Сегодня мы идем под светом его звезд.
Особенно крутое место. Позавчера один из восходителей-одиночек (шедший с проводником) сказал нам при встрече, что он сорвался ночью на снежнике, после чего «потерял интерес» к дальнейшему восхождению. Наверное, это было здесь. За спиной, скрытая ночным мраком, притаилась Мавензи. Мы уже метров на четыреста выше ее вершины.
«Тишины в походах мы не ищем, мы не просим отдыха на марше» — слова песни лезут в голову. А им нет там места, там тугая, бьющая в виски кровь и, кажется, еще приличный запас спортивной злости.
…Отбивая рантами ботинок ритмичные удары, группа, как черная упрямая гусеница, то свивающая, то распускающая сегменты своего тела, движется вперед и вверх…
Конец снежника. Впереди крупные валуны. Глыбы, выброшенные чудовищными взрывами доисторических извержений. Глыбы, настолько тяжелые, что исполинской силы недр хватило только донести их до края кратера. Значит, уже недалеко.
Темнота отступает. Где-то за линией горизонта светило спешит нам на выручку. На выручку ли? Взойдет солнце, растопит снега — еще труднее будет идти. Гаснут звезды.
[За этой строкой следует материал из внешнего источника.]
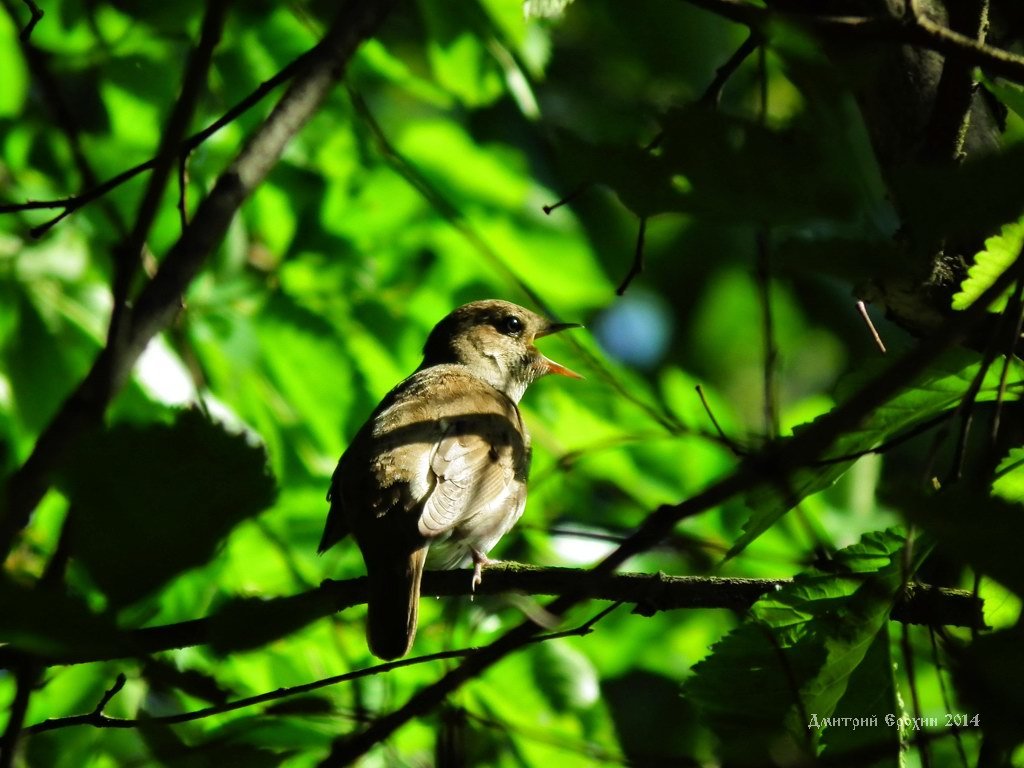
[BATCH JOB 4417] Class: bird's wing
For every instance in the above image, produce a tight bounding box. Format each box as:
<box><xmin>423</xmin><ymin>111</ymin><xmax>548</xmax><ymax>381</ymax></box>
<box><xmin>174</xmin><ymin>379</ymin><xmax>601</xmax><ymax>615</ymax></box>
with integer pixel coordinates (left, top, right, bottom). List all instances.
<box><xmin>418</xmin><ymin>419</ymin><xmax>519</xmax><ymax>537</ymax></box>
<box><xmin>318</xmin><ymin>459</ymin><xmax>351</xmax><ymax>553</ymax></box>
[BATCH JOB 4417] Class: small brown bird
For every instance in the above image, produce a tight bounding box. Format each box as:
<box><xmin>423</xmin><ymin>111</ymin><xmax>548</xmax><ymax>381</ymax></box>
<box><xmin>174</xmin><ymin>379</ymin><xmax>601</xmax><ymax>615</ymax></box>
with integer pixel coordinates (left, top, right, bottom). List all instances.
<box><xmin>319</xmin><ymin>300</ymin><xmax>581</xmax><ymax>660</ymax></box>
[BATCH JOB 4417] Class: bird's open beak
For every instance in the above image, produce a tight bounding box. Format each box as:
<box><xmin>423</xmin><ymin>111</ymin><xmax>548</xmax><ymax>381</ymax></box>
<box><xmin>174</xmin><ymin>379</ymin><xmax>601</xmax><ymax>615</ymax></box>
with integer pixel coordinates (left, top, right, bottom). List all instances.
<box><xmin>535</xmin><ymin>321</ymin><xmax>583</xmax><ymax>379</ymax></box>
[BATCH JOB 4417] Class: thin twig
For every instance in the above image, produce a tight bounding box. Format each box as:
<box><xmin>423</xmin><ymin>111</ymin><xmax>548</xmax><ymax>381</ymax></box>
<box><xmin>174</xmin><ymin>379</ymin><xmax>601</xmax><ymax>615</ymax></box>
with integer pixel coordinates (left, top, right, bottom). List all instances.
<box><xmin>94</xmin><ymin>674</ymin><xmax>128</xmax><ymax>716</ymax></box>
<box><xmin>810</xmin><ymin>410</ymin><xmax>952</xmax><ymax>466</ymax></box>
<box><xmin>0</xmin><ymin>40</ymin><xmax>319</xmax><ymax>231</ymax></box>
<box><xmin>108</xmin><ymin>0</ymin><xmax>230</xmax><ymax>342</ymax></box>
<box><xmin>177</xmin><ymin>154</ymin><xmax>190</xmax><ymax>231</ymax></box>
<box><xmin>615</xmin><ymin>216</ymin><xmax>647</xmax><ymax>295</ymax></box>
<box><xmin>0</xmin><ymin>664</ymin><xmax>36</xmax><ymax>767</ymax></box>
<box><xmin>695</xmin><ymin>384</ymin><xmax>746</xmax><ymax>456</ymax></box>
<box><xmin>927</xmin><ymin>629</ymin><xmax>970</xmax><ymax>768</ymax></box>
<box><xmin>17</xmin><ymin>0</ymin><xmax>41</xmax><ymax>40</ymax></box>
<box><xmin>700</xmin><ymin>31</ymin><xmax>759</xmax><ymax>106</ymax></box>
<box><xmin>0</xmin><ymin>0</ymin><xmax>126</xmax><ymax>237</ymax></box>
<box><xmin>542</xmin><ymin>184</ymin><xmax>588</xmax><ymax>215</ymax></box>
<box><xmin>25</xmin><ymin>605</ymin><xmax>621</xmax><ymax>735</ymax></box>
<box><xmin>856</xmin><ymin>300</ymin><xmax>887</xmax><ymax>354</ymax></box>
<box><xmin>900</xmin><ymin>622</ymin><xmax>932</xmax><ymax>768</ymax></box>
<box><xmin>945</xmin><ymin>256</ymin><xmax>1024</xmax><ymax>483</ymax></box>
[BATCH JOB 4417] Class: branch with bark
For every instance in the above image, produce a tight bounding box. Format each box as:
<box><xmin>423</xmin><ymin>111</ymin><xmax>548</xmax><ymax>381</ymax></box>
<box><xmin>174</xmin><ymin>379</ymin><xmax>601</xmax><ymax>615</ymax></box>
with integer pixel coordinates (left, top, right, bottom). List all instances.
<box><xmin>0</xmin><ymin>562</ymin><xmax>983</xmax><ymax>671</ymax></box>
Темно-красная полоса появляется на краю черных облаков, обрамляющих по горизонту чистое, светлеющее небо. Она ширится и желтеет. Вершина Мавензи выглядит маленьким холмиком внизу. Первые солнечные лучи брызжут в лицо долгожданным теплом. Ярко-синее небо охватывает полмира. Вторая половина — каменистый склон. Мы между ними.
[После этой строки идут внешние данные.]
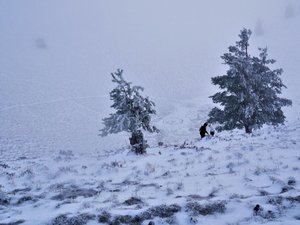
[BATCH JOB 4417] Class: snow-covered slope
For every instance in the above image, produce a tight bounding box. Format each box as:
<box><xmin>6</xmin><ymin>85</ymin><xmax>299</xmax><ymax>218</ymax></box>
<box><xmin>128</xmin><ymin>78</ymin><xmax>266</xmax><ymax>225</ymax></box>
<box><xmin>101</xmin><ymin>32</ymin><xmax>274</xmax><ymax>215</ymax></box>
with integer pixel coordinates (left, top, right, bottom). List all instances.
<box><xmin>1</xmin><ymin>0</ymin><xmax>300</xmax><ymax>156</ymax></box>
<box><xmin>1</xmin><ymin>98</ymin><xmax>300</xmax><ymax>225</ymax></box>
<box><xmin>1</xmin><ymin>0</ymin><xmax>300</xmax><ymax>224</ymax></box>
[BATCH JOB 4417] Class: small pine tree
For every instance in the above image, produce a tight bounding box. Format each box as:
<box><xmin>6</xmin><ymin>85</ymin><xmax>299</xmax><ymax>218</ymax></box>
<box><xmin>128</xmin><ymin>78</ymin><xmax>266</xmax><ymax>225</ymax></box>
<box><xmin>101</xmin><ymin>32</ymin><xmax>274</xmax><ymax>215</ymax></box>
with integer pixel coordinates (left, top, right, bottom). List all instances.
<box><xmin>208</xmin><ymin>28</ymin><xmax>292</xmax><ymax>133</ymax></box>
<box><xmin>100</xmin><ymin>69</ymin><xmax>159</xmax><ymax>154</ymax></box>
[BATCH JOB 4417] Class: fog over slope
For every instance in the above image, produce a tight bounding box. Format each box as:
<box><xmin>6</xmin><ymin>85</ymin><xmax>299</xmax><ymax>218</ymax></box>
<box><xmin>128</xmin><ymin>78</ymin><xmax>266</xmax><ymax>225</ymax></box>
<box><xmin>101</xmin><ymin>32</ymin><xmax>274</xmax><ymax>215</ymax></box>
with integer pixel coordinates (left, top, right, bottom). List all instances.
<box><xmin>0</xmin><ymin>0</ymin><xmax>300</xmax><ymax>153</ymax></box>
<box><xmin>1</xmin><ymin>0</ymin><xmax>299</xmax><ymax>99</ymax></box>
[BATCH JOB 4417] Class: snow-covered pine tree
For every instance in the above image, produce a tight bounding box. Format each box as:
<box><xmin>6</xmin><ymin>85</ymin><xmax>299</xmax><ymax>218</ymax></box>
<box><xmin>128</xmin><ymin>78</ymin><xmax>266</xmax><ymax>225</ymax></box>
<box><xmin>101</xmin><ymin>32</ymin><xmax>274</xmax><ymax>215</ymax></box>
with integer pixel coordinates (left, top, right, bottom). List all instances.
<box><xmin>100</xmin><ymin>69</ymin><xmax>159</xmax><ymax>154</ymax></box>
<box><xmin>208</xmin><ymin>28</ymin><xmax>292</xmax><ymax>133</ymax></box>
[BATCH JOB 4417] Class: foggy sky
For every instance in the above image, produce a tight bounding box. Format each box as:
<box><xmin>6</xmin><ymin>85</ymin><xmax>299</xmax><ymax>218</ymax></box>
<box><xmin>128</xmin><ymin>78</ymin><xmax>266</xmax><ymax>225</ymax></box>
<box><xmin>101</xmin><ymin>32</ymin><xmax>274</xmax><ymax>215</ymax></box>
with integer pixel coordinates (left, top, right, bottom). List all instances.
<box><xmin>0</xmin><ymin>0</ymin><xmax>299</xmax><ymax>104</ymax></box>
Завершающая сотня метров всегда самая трудная. Шаг — вдох, десять шагов — минутная остановка. Полустоим-полувисим, привалившись к ледорубам и камням. Почти шесть тысяч метров, верхняя граница тропосферы, «погранзона» земной жизни. Кислорода вдвое меньше нормы.
Еще двадцать шагов по ступеням-валунам. Еще десять, пять, два… Что дальше? Нет пути дальше. Есть только фиолетово-синее небо да ослепительно белые, нетронутые снега, заполняющие гигантский кратер.
Так вот вы какие, снега Килиманджаро!
Чаша кратера — не менее двух километров в диаметре. Ровное снежное поле скрывает двухсотметровое жерло. Оно должно находиться километрах в полутора к юго-западу, прямо под скальной, припудренной снегом стеной. Если идти по гребню, это ровное плато. Там Ухуру-пойнт. И туда, по рассказам проводников, никто не ходил в последние месяцы. Впрочем, полузасыпанные следы видны на расстоянии метров тридцати вдоль кромки кратера. Искрящиеся миллионами граней спускаются на дно чаши три ледяные стенки. Они не очень толсты и просвечиваются солнцем. Голубовато-зеленая зубчатая тень от скального края прорезает дно белой чаши.